La Nuit des rois ou Tout ce que vous voulez est créée en 1602 à l’occasion du Carnaval, moment où tout est permis et tout bascule : hiérarchie sociale, pouvoir politique, identités et genres. En ce début du XVIIe Siècle, la pensée occidentale est également bouleversée par la révolution copernicienne et les découvertes de Galilée qui conduisent à ne plus voir la Terre comme le centre de l'univers. Ce bouleversement général se traduit dans la mise en scène d'Ostermeier par une forme de transe dégingandée qui fait des scènes de délire une sorte de danse de Saint-Guy priapique et bon enfant. On joue ici la carte de la réflexion très "tendance" sur les questions de genre. "Le déguisement c'est le mal, c'est une arme démoniaque" dit candidement Viola en découvrant le stratagème amoureux d'Olivia. Ostermeier surligne les situations ambiguës, qu'il s'agisse des amours saphiques ou de l'union virile (adelphopoiia, ἀδελφοποίησις) très en vogue en Illyrie…
La scénographie de Nina Wetzel articule la relation scène-salle à l'aide d'une étroite passerelle disposée au-dessus des fauteuils du parterre, sur laquelle les acteurs circulent tantôt pour rejoindre la scène, tantôt pour disparaître vers l'arrière de la salle. Le sable blanc se combine à un éclairage très cru qui montre l'action sous un angle vif et sans mystère… une Nuit en plein jour en quelque sorte. La présence liminaire de deux primates se disputant des restes humains résonne comme un lointain écho de la scène d'introduction de 2001 a Space Odyssey, clin d'œil décalé à cette théorie de l'évolution à laquelle nous devons notre humanité et notre confusion des sentiments.
Plus discutable serait la référence à l'ambigüité des genres dans la présence assénée et insistante d'un contreténor qui vient chanter en forme d'interludes-commentaires des extraits de musique de la Renaissance et airs baroques dont Gesualdo, Cavalli ou encore Monteverdi (Lamento della ninfa, Oblivion soave). Sur ces sommets de sublime exagérément éthérés viennent se fracasser des improvisations assez lamentables qui couvriraient de honte l'Almanach Vermot et dont on peine à croire qu'elles aient pu être acceptées par les dramaturges Elisa Leroy et Christian Longchamp… On trouvera bien plus efficace le dénouement, montrant les principaux protagonistes, changeant de partenaires sous les rires du public au fur et à mesure que se forment les couples homo et hétérosexuels.
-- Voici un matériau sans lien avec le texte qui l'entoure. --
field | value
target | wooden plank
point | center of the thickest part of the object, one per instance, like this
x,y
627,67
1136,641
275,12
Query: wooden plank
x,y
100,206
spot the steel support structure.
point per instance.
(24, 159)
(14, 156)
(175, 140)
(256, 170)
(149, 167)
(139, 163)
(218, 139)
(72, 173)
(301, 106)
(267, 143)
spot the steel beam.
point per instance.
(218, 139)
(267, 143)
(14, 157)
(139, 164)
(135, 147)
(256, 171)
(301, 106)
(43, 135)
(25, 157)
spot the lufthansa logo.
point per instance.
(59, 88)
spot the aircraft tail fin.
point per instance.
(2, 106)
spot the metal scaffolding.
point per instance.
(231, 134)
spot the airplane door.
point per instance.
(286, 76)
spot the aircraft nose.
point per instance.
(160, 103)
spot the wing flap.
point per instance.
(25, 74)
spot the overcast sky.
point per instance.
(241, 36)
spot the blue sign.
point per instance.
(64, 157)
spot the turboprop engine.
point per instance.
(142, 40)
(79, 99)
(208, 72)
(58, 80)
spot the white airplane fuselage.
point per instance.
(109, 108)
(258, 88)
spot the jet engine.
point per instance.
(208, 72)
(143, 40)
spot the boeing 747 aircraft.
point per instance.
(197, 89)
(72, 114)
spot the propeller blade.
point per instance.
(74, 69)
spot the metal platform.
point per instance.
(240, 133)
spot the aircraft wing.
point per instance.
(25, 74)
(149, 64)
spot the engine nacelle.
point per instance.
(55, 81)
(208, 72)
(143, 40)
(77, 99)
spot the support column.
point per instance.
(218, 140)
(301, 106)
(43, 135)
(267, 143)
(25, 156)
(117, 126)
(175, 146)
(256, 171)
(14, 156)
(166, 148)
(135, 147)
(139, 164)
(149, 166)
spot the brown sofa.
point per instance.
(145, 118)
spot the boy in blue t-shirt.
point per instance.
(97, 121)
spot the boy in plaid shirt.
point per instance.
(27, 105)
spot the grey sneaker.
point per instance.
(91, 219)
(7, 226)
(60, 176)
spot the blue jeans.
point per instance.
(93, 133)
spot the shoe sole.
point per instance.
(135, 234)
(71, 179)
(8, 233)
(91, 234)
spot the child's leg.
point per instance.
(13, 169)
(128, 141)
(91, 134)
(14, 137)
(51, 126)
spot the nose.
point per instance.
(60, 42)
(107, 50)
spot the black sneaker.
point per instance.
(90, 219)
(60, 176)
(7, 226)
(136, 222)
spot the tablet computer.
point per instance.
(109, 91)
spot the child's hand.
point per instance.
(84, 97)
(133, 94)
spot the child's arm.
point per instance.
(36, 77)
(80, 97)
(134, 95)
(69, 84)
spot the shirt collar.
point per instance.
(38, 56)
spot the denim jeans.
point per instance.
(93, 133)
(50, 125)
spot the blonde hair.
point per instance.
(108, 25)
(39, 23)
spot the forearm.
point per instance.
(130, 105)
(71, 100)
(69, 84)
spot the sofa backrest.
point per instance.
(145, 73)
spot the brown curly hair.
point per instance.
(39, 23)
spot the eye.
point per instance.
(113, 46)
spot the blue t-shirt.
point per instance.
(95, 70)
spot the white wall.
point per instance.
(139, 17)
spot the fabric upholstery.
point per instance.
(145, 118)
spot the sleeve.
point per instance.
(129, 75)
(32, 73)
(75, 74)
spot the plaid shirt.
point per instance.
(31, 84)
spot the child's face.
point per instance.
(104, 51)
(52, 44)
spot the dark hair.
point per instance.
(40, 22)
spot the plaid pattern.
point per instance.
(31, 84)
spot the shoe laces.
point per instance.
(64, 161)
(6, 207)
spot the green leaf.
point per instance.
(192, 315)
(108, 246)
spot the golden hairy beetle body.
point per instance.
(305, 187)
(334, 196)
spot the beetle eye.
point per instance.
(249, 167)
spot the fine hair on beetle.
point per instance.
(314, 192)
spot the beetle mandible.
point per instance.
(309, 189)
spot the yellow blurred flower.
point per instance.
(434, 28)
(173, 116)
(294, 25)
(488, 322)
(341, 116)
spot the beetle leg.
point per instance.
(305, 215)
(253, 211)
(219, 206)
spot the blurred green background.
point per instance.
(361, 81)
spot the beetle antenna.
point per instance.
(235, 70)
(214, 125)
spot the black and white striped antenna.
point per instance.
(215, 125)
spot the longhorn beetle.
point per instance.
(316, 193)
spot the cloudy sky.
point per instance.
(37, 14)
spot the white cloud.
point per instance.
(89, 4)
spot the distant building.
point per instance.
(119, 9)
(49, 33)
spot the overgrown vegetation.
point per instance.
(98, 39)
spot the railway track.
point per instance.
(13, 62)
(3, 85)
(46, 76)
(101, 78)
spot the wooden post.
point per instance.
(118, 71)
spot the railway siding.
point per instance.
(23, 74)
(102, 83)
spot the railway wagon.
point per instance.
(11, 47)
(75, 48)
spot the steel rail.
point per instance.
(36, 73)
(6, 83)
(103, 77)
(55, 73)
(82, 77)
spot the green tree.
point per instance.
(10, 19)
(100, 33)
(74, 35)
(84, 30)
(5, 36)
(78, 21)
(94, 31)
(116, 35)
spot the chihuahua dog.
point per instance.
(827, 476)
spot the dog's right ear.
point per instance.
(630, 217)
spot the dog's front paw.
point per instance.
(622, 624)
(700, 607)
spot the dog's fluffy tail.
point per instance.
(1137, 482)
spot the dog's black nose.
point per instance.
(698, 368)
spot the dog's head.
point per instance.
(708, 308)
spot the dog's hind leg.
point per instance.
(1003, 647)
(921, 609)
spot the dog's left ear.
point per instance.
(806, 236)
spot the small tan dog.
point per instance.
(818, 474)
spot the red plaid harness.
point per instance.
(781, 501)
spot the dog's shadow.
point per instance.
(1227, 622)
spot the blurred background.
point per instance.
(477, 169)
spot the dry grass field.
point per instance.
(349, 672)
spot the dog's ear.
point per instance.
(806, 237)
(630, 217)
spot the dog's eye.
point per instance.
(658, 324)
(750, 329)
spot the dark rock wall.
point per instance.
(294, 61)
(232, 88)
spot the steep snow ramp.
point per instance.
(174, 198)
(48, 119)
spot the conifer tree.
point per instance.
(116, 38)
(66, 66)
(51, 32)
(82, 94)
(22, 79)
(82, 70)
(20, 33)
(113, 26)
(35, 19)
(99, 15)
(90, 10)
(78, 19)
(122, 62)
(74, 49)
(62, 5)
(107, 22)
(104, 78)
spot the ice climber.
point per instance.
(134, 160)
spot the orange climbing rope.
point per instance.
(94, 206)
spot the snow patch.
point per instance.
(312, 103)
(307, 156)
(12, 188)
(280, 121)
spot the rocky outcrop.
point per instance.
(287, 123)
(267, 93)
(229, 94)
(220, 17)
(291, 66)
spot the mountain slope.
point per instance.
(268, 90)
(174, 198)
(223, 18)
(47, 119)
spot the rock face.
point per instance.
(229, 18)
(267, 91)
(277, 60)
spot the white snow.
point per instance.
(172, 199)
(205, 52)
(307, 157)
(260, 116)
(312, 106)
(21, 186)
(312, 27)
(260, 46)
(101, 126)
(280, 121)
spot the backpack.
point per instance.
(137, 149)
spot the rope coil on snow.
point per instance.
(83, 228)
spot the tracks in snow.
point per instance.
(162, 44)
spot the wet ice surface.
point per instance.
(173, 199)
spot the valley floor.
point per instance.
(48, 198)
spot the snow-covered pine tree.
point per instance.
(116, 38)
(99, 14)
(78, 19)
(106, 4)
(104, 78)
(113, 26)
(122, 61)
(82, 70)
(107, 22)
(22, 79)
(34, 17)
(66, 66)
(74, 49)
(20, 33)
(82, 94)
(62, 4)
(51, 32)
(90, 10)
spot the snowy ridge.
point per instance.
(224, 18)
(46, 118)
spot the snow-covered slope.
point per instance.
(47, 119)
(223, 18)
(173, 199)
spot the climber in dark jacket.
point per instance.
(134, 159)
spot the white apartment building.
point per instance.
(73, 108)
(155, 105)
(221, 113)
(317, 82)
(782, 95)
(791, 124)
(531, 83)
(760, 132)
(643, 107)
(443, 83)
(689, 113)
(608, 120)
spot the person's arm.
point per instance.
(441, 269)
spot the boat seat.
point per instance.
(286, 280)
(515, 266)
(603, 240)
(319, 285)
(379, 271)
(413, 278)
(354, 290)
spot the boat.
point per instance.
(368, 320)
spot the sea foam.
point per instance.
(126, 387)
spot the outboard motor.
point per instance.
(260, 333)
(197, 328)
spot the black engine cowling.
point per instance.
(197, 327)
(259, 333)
Tous les comédiens sont en sous-vêtements en dessous de la ceinture, façon de montrer cet entre-deux du désir ou ce moment suspendu entre apparence sociale et vie intime. Au palmarès de l'hystérie, les garçons l'emportent brillamment sur la gent féminine à commencer par le Sir Andrew Gueule de Fièvre de Christophe Montenez, campé façon Iggy Pop sous extasy. Sébastien Pouderoux renvoie de Malvolio le profil bipolaire qui alterne entre (f)rigidité et rut animal tandis que Laurent Stocker en fait des tonnes en Sir Toby Haut. Stéphane Varupenne est un très étonnant Feste, à la fois musicien (trombone, guitare baroque), poète spirituel et philosophe virtuose.
Il rejoint au plus haut rang l'Orsino décalé de Denis Podalydès, capable de changer un murmure en pensée. Egalement remarquables par la capacité de nuancer une palette d'émotions, Adeline d’Hermy (Olivia) et Georgia Scalliet (Viola et Césario) séduisent par la justesse des intonations et la liberté du jeu. Tenus en retrait par l'espace-même que leur réserve le texte, Noam Morgensztern est un Antonio délicat et secret, Anna Cervinka une Maria volontiers gouailleuse et Julien Frison un Sébastien à la candeur adolescente.
J'ai été captivée par la prestation de Denis Podalydès, un Orsino de haut vol !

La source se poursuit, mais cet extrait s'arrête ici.